Posts Tagged ‘Oregon’

Saturday
March
28th
2009
1:55 pm

Visiting the States

I visited the States for the first time since leaving more than two years ago. It was Little Brother’s birthday, which seemed like a reasonable excuse.

Oregon

Since my putative excuse for the trip was LB’s birthday, I started my visit on the Oregon coast, near Lincoln City. I made LB a seafood lasagne and blueberry cheesecake (his favorites!) for his birthday, and we just hung out. We did make one little excursion to the Rogue Brewery in Newport, where I discovered their Hazelnut Brown Nectar. That is one seriously excellent ale.

California

The second part of my trip took me the Bay Area, to catch up with friends and the rest of my family. There were excursions to Marin County and Sacramento for family, dinners, lunches, glasses of wine with old friends, and a few days just wandering around revisiting old haunts. I was not, alas, able to visit my favorite bookstore, Staceys, as it closed its doors for the last time before I arrived:

The California Academy of Sciences

I took one day to play tourist in San Francisco’s Golden Gate Park. I was thinking about paying a visit to the new DeYoung Museum:

First, though, I made my way across the Music Concourse:

My destination was the new California Academy of Sciences, where I ended up spending the day.

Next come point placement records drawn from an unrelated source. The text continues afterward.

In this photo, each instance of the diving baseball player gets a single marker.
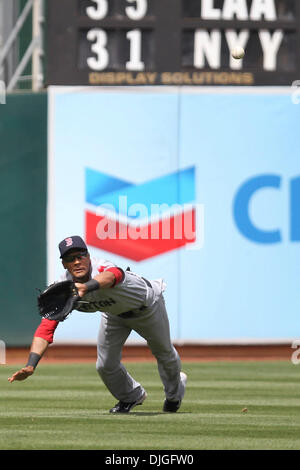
(127, 302)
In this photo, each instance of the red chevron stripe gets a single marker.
(121, 242)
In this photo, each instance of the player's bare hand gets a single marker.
(22, 374)
(82, 289)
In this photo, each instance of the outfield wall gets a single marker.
(228, 158)
(23, 191)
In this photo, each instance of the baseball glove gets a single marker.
(58, 300)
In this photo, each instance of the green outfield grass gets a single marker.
(66, 407)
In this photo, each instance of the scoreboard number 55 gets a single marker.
(134, 12)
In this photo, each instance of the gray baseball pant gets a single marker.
(153, 325)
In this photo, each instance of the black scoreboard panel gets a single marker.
(172, 42)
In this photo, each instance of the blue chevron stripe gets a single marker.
(175, 188)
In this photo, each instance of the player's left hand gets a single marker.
(22, 374)
(82, 289)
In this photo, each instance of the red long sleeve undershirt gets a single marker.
(47, 327)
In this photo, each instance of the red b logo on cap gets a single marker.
(69, 242)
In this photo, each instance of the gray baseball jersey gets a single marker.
(132, 293)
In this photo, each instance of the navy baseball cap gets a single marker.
(71, 243)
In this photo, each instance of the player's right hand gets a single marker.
(22, 374)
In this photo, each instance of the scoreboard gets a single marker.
(172, 42)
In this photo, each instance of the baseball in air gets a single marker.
(238, 53)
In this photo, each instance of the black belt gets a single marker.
(135, 313)
(132, 313)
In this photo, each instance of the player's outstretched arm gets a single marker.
(37, 350)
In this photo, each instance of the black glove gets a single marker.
(58, 300)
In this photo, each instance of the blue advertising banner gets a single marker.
(200, 187)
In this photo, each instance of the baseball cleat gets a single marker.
(173, 406)
(123, 407)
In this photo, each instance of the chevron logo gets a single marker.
(140, 221)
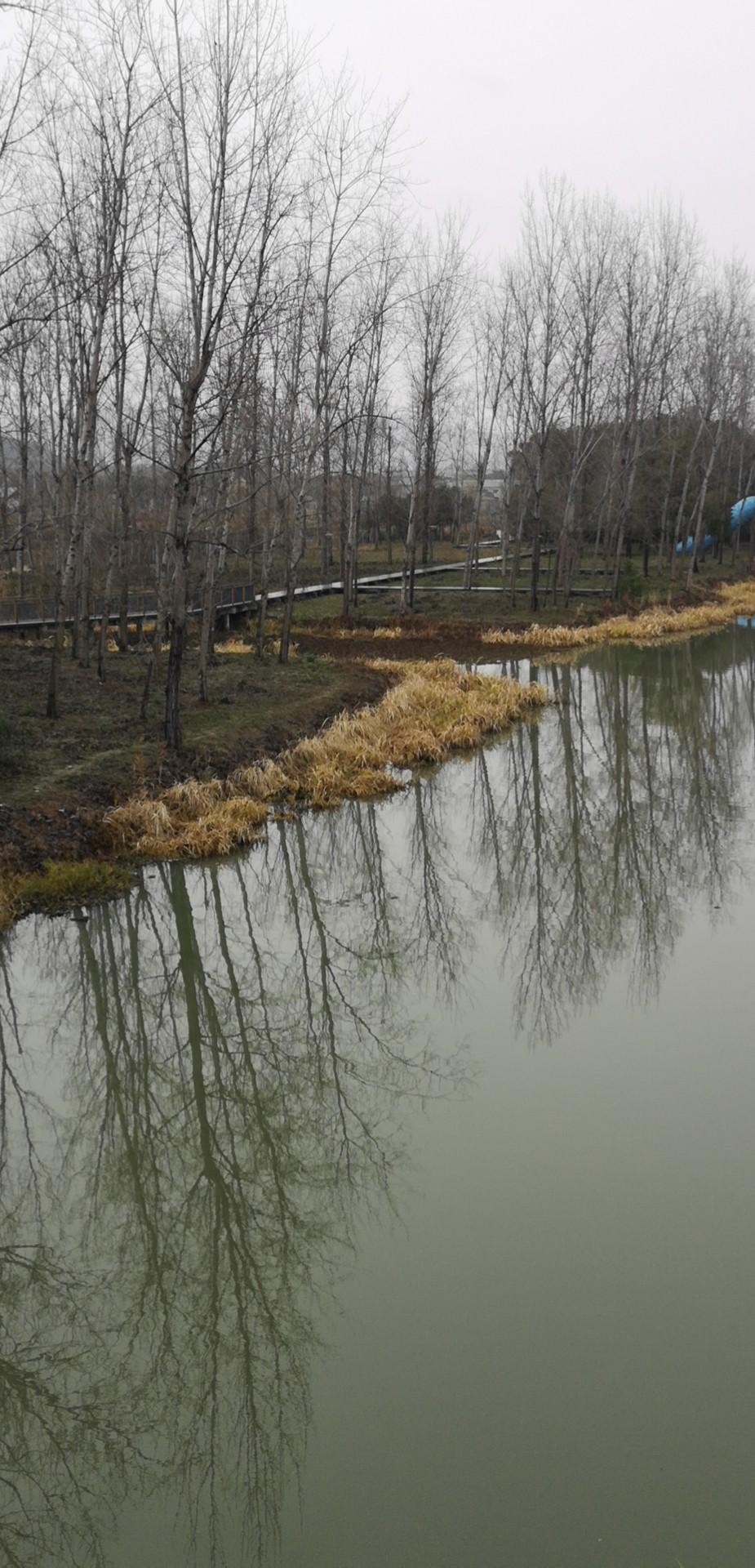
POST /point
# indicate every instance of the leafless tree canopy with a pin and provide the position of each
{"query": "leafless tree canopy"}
(224, 341)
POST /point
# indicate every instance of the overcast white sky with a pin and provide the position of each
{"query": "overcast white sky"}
(649, 96)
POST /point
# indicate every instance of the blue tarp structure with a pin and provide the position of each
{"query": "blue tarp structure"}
(743, 511)
(688, 548)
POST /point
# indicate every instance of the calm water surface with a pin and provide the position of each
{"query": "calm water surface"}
(386, 1198)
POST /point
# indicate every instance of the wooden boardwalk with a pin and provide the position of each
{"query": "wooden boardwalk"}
(232, 599)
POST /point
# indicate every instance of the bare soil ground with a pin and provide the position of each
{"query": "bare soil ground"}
(57, 778)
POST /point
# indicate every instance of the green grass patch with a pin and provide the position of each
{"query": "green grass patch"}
(60, 886)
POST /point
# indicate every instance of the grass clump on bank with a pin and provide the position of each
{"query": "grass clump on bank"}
(647, 626)
(428, 712)
(60, 886)
(644, 626)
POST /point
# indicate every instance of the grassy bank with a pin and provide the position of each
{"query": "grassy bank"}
(82, 797)
(428, 712)
(58, 780)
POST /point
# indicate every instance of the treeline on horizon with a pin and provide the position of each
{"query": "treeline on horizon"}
(229, 344)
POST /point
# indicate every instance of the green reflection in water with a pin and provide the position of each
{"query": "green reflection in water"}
(207, 1089)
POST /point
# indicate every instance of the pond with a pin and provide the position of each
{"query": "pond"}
(386, 1196)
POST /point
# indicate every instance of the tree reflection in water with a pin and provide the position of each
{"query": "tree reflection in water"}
(201, 1087)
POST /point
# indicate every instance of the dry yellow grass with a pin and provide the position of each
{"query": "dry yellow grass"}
(431, 710)
(57, 886)
(647, 626)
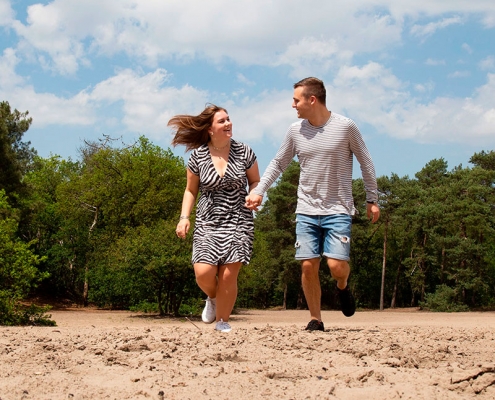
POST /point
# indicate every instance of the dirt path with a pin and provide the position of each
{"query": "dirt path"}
(403, 354)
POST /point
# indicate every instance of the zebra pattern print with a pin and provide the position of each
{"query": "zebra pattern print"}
(224, 229)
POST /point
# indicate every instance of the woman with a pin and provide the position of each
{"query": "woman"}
(219, 168)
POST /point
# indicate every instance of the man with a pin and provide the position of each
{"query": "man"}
(325, 143)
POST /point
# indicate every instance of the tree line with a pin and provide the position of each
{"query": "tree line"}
(100, 230)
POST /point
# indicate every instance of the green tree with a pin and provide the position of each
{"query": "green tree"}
(117, 190)
(18, 272)
(276, 223)
(15, 155)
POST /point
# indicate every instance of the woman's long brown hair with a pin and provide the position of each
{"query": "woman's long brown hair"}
(192, 131)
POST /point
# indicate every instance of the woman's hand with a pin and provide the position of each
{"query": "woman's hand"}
(182, 228)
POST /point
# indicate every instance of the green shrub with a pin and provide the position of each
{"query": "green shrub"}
(445, 299)
(13, 313)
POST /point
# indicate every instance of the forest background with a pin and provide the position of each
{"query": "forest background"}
(100, 230)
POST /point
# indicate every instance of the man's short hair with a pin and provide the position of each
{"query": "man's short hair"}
(313, 87)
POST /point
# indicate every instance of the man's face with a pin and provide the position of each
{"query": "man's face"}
(300, 103)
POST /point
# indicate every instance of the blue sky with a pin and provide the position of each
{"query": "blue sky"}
(418, 77)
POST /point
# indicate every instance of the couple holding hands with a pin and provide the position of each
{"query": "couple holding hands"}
(221, 168)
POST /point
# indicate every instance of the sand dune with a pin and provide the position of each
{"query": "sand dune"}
(405, 354)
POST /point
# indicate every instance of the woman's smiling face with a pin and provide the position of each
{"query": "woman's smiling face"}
(221, 126)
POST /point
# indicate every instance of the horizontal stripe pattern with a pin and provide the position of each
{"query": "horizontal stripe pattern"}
(325, 154)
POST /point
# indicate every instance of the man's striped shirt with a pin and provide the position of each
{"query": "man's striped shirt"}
(325, 154)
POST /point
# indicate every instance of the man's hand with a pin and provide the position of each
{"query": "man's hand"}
(253, 201)
(373, 212)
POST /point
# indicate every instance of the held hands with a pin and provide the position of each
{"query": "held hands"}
(373, 212)
(182, 228)
(253, 201)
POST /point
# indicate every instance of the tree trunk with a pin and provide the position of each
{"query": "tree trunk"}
(86, 269)
(384, 265)
(396, 287)
(284, 306)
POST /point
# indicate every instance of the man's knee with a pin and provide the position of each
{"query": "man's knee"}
(338, 267)
(310, 267)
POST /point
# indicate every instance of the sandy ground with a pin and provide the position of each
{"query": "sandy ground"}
(399, 354)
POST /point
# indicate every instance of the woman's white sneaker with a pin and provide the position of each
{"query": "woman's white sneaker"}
(210, 311)
(223, 326)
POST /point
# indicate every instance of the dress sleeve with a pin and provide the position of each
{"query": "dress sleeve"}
(192, 164)
(250, 157)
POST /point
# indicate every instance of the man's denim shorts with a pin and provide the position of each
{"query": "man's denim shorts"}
(327, 235)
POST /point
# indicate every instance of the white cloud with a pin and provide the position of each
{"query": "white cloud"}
(430, 28)
(467, 48)
(245, 81)
(8, 77)
(459, 74)
(487, 64)
(434, 63)
(6, 13)
(373, 95)
(63, 34)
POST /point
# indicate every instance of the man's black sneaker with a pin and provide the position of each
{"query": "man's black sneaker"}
(347, 302)
(315, 325)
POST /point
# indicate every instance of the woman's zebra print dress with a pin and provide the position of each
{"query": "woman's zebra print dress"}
(224, 228)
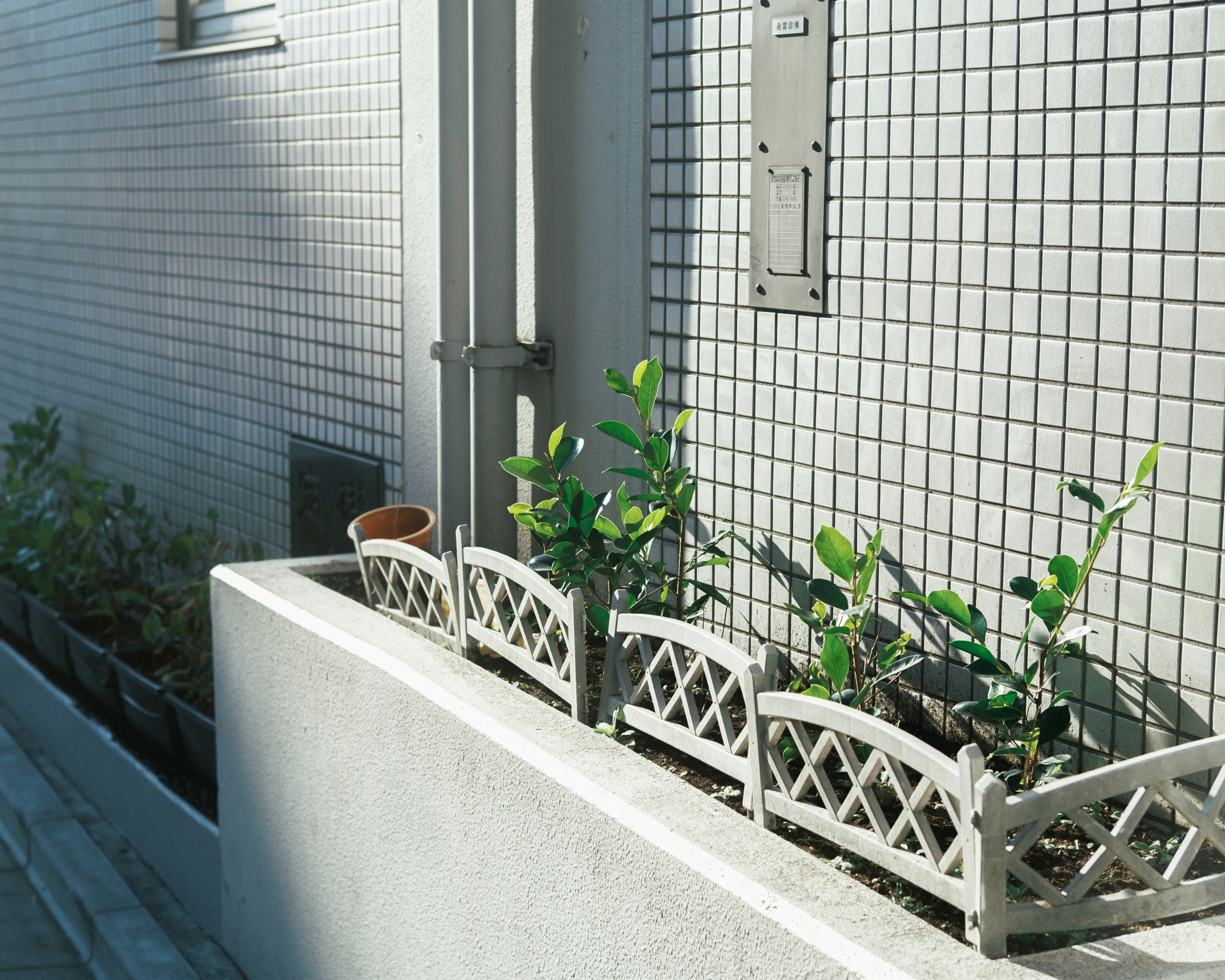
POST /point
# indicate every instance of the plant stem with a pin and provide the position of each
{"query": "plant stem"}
(680, 567)
(1051, 641)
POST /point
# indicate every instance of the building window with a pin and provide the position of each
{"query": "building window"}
(206, 23)
(190, 27)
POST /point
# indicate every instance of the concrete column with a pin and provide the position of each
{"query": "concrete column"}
(492, 231)
(455, 475)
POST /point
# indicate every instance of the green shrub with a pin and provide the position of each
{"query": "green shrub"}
(582, 547)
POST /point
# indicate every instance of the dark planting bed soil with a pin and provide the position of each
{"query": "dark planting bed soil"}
(176, 775)
(1058, 857)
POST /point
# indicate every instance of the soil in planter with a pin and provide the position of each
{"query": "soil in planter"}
(174, 773)
(347, 583)
(1059, 856)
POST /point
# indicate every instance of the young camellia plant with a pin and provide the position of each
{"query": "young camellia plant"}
(1021, 702)
(843, 624)
(583, 548)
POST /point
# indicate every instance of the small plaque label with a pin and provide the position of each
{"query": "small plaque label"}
(789, 27)
(788, 214)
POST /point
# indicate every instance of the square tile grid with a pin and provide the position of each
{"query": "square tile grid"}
(201, 258)
(1026, 263)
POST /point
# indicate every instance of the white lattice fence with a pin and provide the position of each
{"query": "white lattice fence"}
(689, 689)
(942, 825)
(411, 586)
(1012, 827)
(519, 615)
(879, 802)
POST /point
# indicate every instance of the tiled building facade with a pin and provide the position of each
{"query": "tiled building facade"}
(1026, 249)
(200, 258)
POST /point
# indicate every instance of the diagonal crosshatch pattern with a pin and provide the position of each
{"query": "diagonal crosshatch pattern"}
(1027, 275)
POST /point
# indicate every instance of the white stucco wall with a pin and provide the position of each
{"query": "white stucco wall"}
(390, 810)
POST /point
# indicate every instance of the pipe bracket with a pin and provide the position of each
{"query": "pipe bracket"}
(446, 351)
(535, 356)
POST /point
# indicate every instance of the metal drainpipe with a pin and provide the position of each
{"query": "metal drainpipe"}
(494, 350)
(455, 477)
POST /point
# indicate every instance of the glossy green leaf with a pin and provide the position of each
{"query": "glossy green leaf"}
(533, 471)
(978, 624)
(1081, 492)
(623, 500)
(886, 656)
(1048, 605)
(617, 382)
(657, 454)
(1147, 464)
(1067, 574)
(621, 433)
(607, 528)
(836, 553)
(565, 452)
(649, 388)
(976, 650)
(652, 520)
(951, 605)
(1025, 587)
(984, 711)
(827, 592)
(835, 661)
(865, 576)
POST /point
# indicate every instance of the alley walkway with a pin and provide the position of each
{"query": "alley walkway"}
(115, 918)
(32, 946)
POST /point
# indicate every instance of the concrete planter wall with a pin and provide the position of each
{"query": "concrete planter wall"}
(389, 808)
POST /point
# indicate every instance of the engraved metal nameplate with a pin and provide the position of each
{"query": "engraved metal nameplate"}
(789, 27)
(787, 217)
(788, 204)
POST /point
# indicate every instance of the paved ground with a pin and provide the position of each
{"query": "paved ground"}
(33, 947)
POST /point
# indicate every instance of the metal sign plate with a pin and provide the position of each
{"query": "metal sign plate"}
(789, 131)
(788, 207)
(788, 27)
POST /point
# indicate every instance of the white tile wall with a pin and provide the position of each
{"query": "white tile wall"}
(1027, 280)
(201, 258)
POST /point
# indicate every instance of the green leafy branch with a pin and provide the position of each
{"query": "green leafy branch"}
(842, 624)
(1028, 716)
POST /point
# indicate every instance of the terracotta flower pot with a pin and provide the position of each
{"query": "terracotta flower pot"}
(405, 522)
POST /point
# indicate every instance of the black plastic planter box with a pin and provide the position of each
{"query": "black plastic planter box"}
(93, 668)
(47, 634)
(144, 704)
(199, 735)
(13, 611)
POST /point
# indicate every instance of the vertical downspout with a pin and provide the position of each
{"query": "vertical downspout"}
(455, 477)
(492, 266)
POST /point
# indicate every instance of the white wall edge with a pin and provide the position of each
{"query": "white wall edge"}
(776, 908)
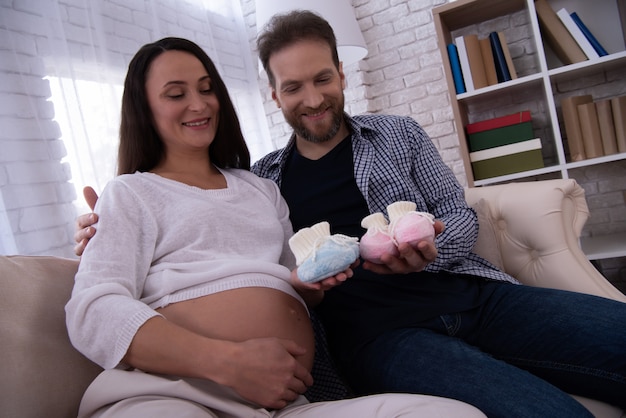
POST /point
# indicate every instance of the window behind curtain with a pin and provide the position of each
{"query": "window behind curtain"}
(62, 65)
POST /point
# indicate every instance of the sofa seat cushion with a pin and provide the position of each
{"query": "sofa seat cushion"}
(43, 375)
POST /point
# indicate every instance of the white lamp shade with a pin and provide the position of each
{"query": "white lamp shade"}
(351, 46)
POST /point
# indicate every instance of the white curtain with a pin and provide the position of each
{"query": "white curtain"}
(62, 65)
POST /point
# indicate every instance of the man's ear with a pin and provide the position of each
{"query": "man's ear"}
(342, 76)
(275, 98)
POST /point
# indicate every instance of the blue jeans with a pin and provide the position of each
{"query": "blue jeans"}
(518, 355)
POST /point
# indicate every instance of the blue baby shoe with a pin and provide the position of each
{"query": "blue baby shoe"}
(320, 255)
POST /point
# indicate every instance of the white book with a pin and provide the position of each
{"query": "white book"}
(486, 154)
(465, 68)
(578, 35)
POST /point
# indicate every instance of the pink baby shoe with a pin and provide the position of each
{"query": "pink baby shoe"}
(376, 241)
(407, 225)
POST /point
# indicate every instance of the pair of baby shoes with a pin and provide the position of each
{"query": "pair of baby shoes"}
(405, 225)
(319, 254)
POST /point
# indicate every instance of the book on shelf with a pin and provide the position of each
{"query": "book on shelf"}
(507, 55)
(621, 9)
(507, 159)
(475, 58)
(571, 122)
(464, 61)
(607, 126)
(618, 106)
(590, 130)
(592, 39)
(455, 66)
(557, 35)
(502, 69)
(490, 66)
(498, 122)
(577, 33)
(497, 137)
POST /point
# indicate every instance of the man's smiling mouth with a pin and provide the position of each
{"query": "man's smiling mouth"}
(197, 123)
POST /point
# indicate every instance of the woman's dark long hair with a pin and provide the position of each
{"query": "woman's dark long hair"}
(141, 148)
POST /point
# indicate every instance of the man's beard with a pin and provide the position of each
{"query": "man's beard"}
(309, 136)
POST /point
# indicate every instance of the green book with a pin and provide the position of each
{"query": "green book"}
(500, 136)
(507, 164)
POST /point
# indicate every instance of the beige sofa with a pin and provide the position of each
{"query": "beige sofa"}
(530, 229)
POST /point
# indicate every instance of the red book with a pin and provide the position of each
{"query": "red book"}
(485, 125)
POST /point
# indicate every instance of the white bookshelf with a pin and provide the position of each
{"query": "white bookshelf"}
(537, 85)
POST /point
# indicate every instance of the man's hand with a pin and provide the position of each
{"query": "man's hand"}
(313, 293)
(411, 259)
(267, 372)
(84, 228)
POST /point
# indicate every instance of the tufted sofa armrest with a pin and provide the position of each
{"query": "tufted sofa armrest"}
(536, 228)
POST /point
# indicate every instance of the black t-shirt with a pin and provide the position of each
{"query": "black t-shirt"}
(368, 303)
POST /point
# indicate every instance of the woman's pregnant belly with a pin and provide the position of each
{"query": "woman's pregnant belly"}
(246, 313)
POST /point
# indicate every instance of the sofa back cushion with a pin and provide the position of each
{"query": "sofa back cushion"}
(42, 374)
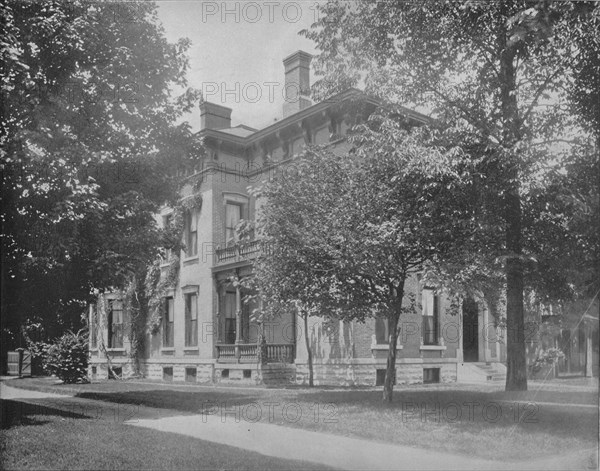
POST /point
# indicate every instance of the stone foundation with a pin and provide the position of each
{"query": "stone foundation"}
(363, 372)
(343, 373)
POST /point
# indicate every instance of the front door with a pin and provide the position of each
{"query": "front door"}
(470, 330)
(230, 321)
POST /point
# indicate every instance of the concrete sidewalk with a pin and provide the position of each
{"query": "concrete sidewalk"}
(337, 451)
(322, 448)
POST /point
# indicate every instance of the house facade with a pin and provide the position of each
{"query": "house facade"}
(206, 332)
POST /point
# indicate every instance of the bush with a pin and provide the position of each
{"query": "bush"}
(67, 357)
(546, 357)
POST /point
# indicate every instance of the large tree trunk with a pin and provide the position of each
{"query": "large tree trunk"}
(516, 357)
(308, 352)
(390, 372)
(516, 363)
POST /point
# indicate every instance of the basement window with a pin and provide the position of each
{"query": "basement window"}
(380, 378)
(115, 373)
(431, 375)
(190, 375)
(168, 373)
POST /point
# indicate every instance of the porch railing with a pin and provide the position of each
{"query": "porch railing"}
(238, 252)
(248, 353)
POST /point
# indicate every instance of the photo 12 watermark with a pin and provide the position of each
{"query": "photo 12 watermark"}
(278, 412)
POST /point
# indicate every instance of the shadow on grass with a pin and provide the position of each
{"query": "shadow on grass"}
(467, 410)
(17, 413)
(194, 401)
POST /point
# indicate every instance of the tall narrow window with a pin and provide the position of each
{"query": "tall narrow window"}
(230, 321)
(430, 304)
(115, 324)
(168, 323)
(233, 215)
(191, 233)
(191, 320)
(382, 335)
(93, 326)
(166, 224)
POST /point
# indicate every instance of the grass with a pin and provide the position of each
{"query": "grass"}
(38, 437)
(478, 421)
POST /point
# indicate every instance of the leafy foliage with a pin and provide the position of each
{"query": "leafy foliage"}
(90, 150)
(353, 225)
(66, 357)
(513, 82)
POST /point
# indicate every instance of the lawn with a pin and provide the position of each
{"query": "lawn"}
(477, 421)
(38, 437)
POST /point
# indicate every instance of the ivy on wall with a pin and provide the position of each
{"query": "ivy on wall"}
(143, 302)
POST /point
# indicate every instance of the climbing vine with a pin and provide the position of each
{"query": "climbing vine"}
(143, 300)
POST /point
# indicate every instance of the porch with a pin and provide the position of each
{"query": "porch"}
(248, 353)
(240, 252)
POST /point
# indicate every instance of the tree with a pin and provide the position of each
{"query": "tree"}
(495, 72)
(90, 149)
(350, 228)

The new Academy is significantly more expensive than the old one: $24.95 for the day’s admission. Although, since I was able to show a bus transfer as evidence that I had dutifully taken public transit to get there, I did receive a $3.00 discount. Unlike the old Academy, however, the admission price included free admission to the planetarium show. This was something of a mixed blessing. While I appreciated the fact that I didn’t have to pay yet again to see the planetarium show, the fact that it was already included meant that everyone seemingly attends a show. It is necessary to have a pass, but at 10 AM, passes were available only for the last show at 4 PM.

Even though it was a weekday, this new Academy was also much more crowded than I ever remember the old one being. And it didn’t appear to be due to school field trips either: it looked as though it was mostly families.

My favorite part was the new Rain forest exhibit: four stories of flora and fauna:

Some of the birds dining on a bit of melon:

The route through the exhibit goes in an upward spiral. Looking down from the midpoint:

They very carefully control access to the exhibit to make sure that no butterflies or birds slip out when people enter and leave. On leaving, there’s an attendant at the elevator to help you check:

Another feature that I liked was the living roof: 2.5 acres planted with close to 2 million native plants.

I also attended the 4 PM Planetarium show. The old projector is gone, and with it, the silhouette of the San Francisco skyline. Instead, there is amphitheater style seating and the effect is more akin to an IMAX theater. Indeed, as with IMAX, the effect can be a little dizzying at first. I enjoyed the show.

I was particularly disappointed that the fish roundabout is gone. And, generally, I was unimpressed by the new Aquarium, though some of that undoubtedly had to do with the crowding.

They devoted a lot of exhibit space to self-congratulations on how green and sustainable the new building is. I appreciate their virtue, but I could have done without the self-righteousness!

Oakland

The new cathedral, Christ the Light, which was still under construction when I had left, was recently dedicated. And so I stopped by. I have to say that I was less impressed than I expected to be. I found it rather stark and not particularly welcoming. On the other hand, my first impression of Our Lady of Lourdes, my old home parish, had been similar. It was only when I went to Mass there that I warmed to it, so I’ll reserve judgment on the cathedral until I can attend a service there.

A friend had expressed disappointment with the central image of Christ Pantokrator above the altar, saying she thought it too stern. Since that space is usually occupied by a crucifix, though, which doesn’t exactly portray a cheery Christ, that didn’t bother me.

As luck would have it though, my visit to the cathedral coincided with the tail end of the press conference in which the newly appointed bishop, Salvatore Cordileone, was introduced. And so it was that I got to see the new bishop in the flesh before most of his new flock even knew about the appointment.

Back to Prague

By the end of my two weeks in the States, though, I was starting to get homesick. While it was lovely to see family and friends and to be in familiar surroundings, it’s just not home anymore. At least not for now, it isn’t.